Entry
How can I do simple text indexing on a blob column?
How can I search for words in a blob field?
How can I simulate a search engine and look for words in blob fields?
Jan 23rd, 2000 21:42
Nathan Wallace, Jan Dvorak
Even if you could index the whole of your TEXT field, it wouldn't help
in the LIKE '%keyword%' searches.
The solution is to keep the words in a separate table. Say, you keep
information about Things. Then you probably have done something like
create table Thing (
id integer unsigned not null auto_increment primary key,
description text
);
If you want to have a fulltext index of description, you should add two
other tables:
create table Word (
id integer unsigned not null auto_increment primary key,
word varchar(100) not null unique
);
create table Word_Occurrence_in_Thing_Description (
word_id integer unsigned not null,
thing_id integer unsigned not null,
primary key ( word_id, thing_id )
);
Now, if you want to search the Thing descriptions for a word, you'll say
select
WO.thing_id
from
Word W,
Word_Occurrence_in_Thing_Description WO
where
W.word = 'searchword%'
and
WO.word_id = W.id;
This query will return you the list of Thing id's that contain the
'searchword' in their description. This query is as optimized as it can
be.
Admittedly, you'll have to do more work when inserting a new Thing. You
start with the standard
insert into Thing ( description )
values ( 'new_thing_description' );
You store the last_insert_id() in a client variable, $new_thing_id, say.

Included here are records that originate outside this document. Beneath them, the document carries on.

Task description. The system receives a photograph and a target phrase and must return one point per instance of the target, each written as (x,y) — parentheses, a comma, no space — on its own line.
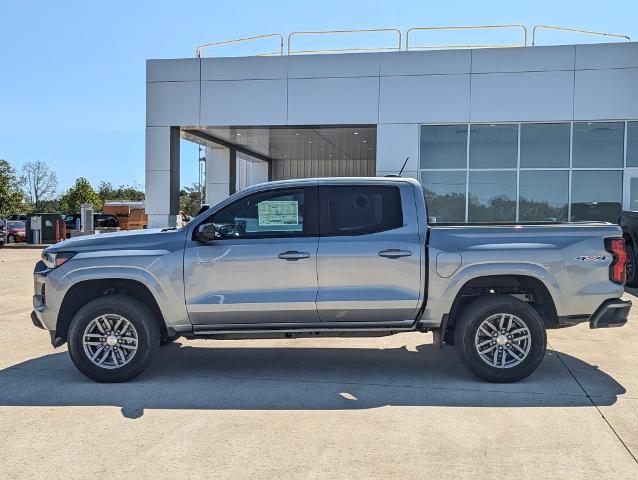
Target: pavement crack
(596,407)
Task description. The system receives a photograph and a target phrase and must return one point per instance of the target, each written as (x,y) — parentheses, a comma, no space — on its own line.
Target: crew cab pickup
(333,257)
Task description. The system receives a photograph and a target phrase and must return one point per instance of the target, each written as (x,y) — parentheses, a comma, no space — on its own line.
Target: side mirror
(206,232)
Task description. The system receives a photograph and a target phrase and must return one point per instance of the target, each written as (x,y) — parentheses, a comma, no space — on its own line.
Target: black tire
(473,316)
(137,314)
(167,340)
(632,278)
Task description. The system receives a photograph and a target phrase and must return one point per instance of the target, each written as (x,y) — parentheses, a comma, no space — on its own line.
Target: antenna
(400,171)
(404,164)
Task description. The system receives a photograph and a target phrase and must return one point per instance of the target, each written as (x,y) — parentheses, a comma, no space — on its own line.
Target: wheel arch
(525,287)
(82,292)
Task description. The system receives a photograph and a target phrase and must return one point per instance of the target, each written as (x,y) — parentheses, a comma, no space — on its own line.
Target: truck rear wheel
(113,338)
(500,338)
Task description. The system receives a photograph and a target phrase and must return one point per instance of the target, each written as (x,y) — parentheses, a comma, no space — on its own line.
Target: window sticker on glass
(278,212)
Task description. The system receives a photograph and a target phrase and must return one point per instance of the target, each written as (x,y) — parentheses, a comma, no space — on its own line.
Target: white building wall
(397,91)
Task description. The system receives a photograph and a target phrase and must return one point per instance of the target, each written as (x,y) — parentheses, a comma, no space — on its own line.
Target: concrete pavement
(324,408)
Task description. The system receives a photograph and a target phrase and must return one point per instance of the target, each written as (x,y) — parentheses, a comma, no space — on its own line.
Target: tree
(190,200)
(123,192)
(80,193)
(39,183)
(11,197)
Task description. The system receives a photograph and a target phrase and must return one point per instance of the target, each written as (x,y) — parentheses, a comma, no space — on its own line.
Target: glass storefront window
(528,169)
(443,146)
(544,145)
(492,196)
(542,195)
(632,144)
(598,145)
(493,146)
(445,195)
(596,195)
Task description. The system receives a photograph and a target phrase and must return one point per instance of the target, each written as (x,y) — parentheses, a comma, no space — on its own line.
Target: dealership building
(493,134)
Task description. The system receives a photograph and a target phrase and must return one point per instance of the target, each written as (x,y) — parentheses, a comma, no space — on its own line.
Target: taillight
(617,269)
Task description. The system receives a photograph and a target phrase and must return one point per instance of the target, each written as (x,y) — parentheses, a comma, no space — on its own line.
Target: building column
(162,176)
(395,143)
(221,173)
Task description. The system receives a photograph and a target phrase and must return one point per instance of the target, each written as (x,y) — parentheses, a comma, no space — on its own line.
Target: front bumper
(612,313)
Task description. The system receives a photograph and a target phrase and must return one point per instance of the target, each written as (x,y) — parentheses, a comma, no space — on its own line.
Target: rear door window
(360,210)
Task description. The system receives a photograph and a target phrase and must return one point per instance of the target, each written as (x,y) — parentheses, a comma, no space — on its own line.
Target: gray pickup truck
(331,257)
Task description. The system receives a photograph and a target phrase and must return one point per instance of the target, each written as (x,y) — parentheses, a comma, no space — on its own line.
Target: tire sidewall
(133,311)
(479,310)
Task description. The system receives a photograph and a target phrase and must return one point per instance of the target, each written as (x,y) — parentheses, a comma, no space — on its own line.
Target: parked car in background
(100,220)
(15,231)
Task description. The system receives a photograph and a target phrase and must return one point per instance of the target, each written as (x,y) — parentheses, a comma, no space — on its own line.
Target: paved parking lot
(394,407)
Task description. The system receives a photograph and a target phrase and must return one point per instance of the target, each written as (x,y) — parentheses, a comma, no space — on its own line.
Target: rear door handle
(292,255)
(394,253)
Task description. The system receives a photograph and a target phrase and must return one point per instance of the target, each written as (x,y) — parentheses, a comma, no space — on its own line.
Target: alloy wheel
(503,340)
(110,341)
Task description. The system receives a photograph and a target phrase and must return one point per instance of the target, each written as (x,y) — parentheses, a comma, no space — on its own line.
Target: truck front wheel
(113,338)
(500,338)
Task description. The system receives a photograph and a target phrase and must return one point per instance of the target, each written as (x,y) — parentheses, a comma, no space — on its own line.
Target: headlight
(55,259)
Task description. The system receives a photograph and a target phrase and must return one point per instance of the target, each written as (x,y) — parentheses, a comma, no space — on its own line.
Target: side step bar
(234,334)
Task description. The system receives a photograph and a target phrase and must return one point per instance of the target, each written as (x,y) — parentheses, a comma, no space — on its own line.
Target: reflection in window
(492,197)
(632,144)
(444,146)
(356,210)
(544,145)
(264,214)
(493,146)
(596,195)
(444,196)
(598,145)
(542,195)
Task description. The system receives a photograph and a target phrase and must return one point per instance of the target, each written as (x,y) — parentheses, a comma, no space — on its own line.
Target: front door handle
(394,253)
(292,255)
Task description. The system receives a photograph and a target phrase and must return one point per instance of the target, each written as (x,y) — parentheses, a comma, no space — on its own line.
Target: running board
(235,334)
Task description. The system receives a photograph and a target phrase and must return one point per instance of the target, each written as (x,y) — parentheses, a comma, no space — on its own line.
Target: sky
(72,73)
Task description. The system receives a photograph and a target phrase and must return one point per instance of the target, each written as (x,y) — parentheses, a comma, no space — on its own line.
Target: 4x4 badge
(591,258)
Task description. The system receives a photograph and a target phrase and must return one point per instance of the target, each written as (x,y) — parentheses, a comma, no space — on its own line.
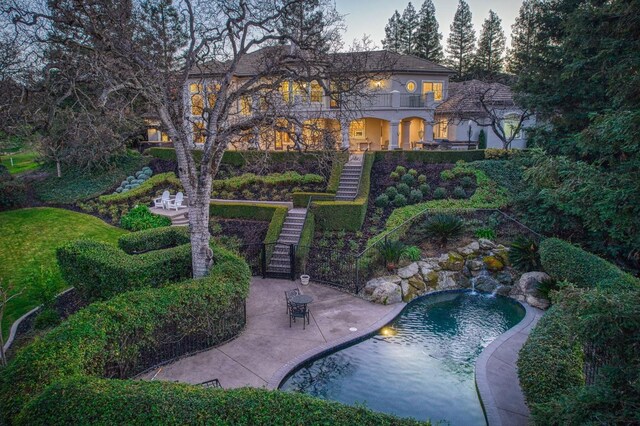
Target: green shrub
(141,218)
(459,193)
(524,254)
(442,227)
(404,189)
(415,196)
(391,192)
(117,338)
(440,193)
(400,201)
(154,239)
(382,201)
(144,403)
(564,261)
(408,180)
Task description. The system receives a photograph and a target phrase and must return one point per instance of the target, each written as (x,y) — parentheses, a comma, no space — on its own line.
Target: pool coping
(487,400)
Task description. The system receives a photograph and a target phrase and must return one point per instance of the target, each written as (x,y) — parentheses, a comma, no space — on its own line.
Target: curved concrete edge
(14,327)
(485,395)
(279,376)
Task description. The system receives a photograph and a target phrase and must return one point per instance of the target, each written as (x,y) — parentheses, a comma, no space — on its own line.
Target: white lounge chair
(163,201)
(176,203)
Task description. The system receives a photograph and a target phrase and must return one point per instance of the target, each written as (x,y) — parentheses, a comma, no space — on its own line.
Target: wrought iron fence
(172,341)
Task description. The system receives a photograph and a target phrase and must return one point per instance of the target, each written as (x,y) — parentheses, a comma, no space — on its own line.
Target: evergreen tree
(525,37)
(461,41)
(393,39)
(408,28)
(427,36)
(489,58)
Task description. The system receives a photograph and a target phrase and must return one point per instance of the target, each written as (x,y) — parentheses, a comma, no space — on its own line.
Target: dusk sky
(370,16)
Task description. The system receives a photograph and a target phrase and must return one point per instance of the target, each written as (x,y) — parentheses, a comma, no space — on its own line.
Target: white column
(393,135)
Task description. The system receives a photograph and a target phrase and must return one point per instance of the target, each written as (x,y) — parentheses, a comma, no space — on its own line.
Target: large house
(414,106)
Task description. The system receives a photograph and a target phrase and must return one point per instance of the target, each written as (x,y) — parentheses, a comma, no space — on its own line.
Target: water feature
(421,365)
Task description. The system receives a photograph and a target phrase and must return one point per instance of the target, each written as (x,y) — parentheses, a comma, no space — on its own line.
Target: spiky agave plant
(524,254)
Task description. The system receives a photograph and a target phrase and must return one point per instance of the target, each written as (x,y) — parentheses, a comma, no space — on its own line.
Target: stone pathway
(267,343)
(497,374)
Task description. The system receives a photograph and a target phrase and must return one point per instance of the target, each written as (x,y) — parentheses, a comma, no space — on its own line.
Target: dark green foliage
(459,193)
(564,261)
(154,239)
(442,227)
(415,196)
(391,192)
(382,201)
(524,254)
(118,332)
(440,193)
(400,201)
(141,218)
(403,189)
(107,402)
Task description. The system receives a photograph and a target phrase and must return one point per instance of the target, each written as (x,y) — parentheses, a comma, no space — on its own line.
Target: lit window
(436,88)
(356,129)
(440,130)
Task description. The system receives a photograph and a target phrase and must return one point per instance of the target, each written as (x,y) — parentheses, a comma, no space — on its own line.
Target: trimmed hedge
(430,157)
(88,400)
(112,339)
(99,270)
(551,361)
(346,215)
(160,181)
(154,239)
(564,261)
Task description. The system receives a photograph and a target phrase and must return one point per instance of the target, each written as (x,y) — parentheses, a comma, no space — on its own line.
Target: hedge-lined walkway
(268,343)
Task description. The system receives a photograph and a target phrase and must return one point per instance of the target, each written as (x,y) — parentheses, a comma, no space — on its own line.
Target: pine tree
(489,58)
(408,27)
(392,40)
(427,36)
(525,37)
(461,41)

Now you take the same description you fed to the previous query and
split it into a list of words. Then, for each word (let's call it
$new_word) at a time, you do
insert ignore into Word ( word ) values ( lower( $new_word ) );
insert ignore into
Word_Occurrence_in_Thing_Description ( word_id, thing_id )
select id, $new_thing_id
from Word where word = lower( $new_word );
When the whole list is processed, you're done.
When you delete a Thing, you should also delete all the
Word_Occurrence_in_Thing_Description records that have thing_id equal to
the id of the Thing being deleted.
When updating the Thing description, you'll be best served by deleting
the old word occurrences and inserting new ones.
You don't have to worry about Words that are not referenced by any
Word_Occurrence_in_Thing_Description. They just sit there. However, if
you feel a very strong urge to get rid of them (and have nothing else to
do), you can safely delete them. There was a thread nearby on this list
that says how to do it.
That's the way to handle fulltext in a relational database.